Yo, en el tren, leyendo. El vagón va casi vacío, menos por dos pasajeros con la misma cara de sueño que llevo encima. Uno de ellos murmura bajito para sí, lo que dice queda ahogado por el estrépito del motor. En una zona menos escandalosa del trayecto se aclara un poco su vida interior.
-Nininienanienooo -está cantando, cobrando brío a medida que la musa le sonríe. Yo sigo leyendo, bloqueando la combinación de motor y tarareo.
-Ay lalalailai, con mi rumbita, con mi rumbitaaaaa -dice él, haciendo el bloqueo más difícil. Obviamente ha dado con una veta en su repertorio.
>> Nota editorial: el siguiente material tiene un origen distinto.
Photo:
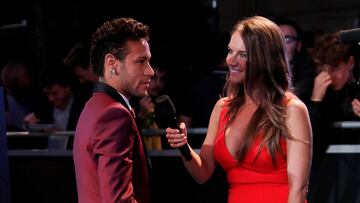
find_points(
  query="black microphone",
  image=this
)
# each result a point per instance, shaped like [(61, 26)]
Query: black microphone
[(165, 115), (350, 36)]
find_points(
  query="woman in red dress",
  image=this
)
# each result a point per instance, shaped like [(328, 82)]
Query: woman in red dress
[(260, 134)]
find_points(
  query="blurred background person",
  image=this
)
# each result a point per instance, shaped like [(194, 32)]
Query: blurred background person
[(78, 60), (301, 64), (335, 97), (21, 93)]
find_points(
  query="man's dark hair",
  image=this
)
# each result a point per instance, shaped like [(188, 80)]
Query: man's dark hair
[(111, 37), (56, 73)]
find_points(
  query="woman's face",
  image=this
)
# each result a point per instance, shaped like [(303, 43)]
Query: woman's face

Valencia se desliza ajedrezada de huerta por las ventanillas; es una mañana de luz acero y calor picajoso, con el mar de un profundo color añil. Pasamos por pueblos en los que no nos detenemos, con fachadas multicolores cuyos azulejos destellan a nuestro paso; un gato nos mira insolente desde un murete de hormigón.
-La gente decía que no te daba dinero, y es que todo el dinero que te daba me lo gastaba en tiiiii, ¡huh! ¡Qué bonita la canción! -sigue el cantante, erguido en el asiento y con la expresión animada. Ahora mismo se le oye en todo el vagón y parte del siguiente. Yo hago como que no me entero, pero llevo cinco minutos leyendo la misma frase. Me cuesta no tamborilear en la portada a ritmo con el artista, que se ha levantado y canta con mucho sentimiento:
-Ay lalalalaila, ¡ele qué bonito! Con lo que yo te quierooooo.
Estamos en Fuente de San Luis y nuestro hilo musical particular -joven, alto, levemente desaliñado, y con combinado mochila/bolsa de lona- ya está levantado y está muy atento e ilusionado mirando por la ventanilla de la puerta. Ya ha decidido que lo que el mundo necesita es más música, de modo que ha pasado por unas cuantas piezas del repertorio, y ahora empieza a acompañarse con palmas y solos de batería sobre diferentes partes del vagón. No tiene mala voz.
-Y si yo te doy la lunaaaaaaaaaanananahananainaina -el crescendo es tremendo, y no sin cierta calidad. Buen control de respiración y vibrato, con convicción, terminado en un estremecedor solo de percusión para palmas y tren que debe haber alcanzado el 7.0 en la escala Richter. Instintivamente me parapeto un poco más tras el libro mientras el solista aprovecha la inevitable parada de antes de llegar a la estación para interpretar un medley algo confuso pero muy vibrante de sus canciones favoritas, con variaciones rítmicas.
Finalmente llegamos a la estación, que tiene el aire algo desganado y a medio gas de todas las estaciones un sábado por la mañana de agosto con la operación retorno todavía a distancia segura.
-Con mi rumbita, me voy pa Franciaaaaaaa, con mi rumbitaaaaaaa -canta él como fin de fiesta, entregándose por completo a su arte y levantando ecos en el vagón, que parece oscilar un poco por efecto de las ondas sonoras. Le doy muchos, muchos metros de ventaja y dejo que desaparezca de mi vida, cantando como un juglar feliz y levemente desquiciado.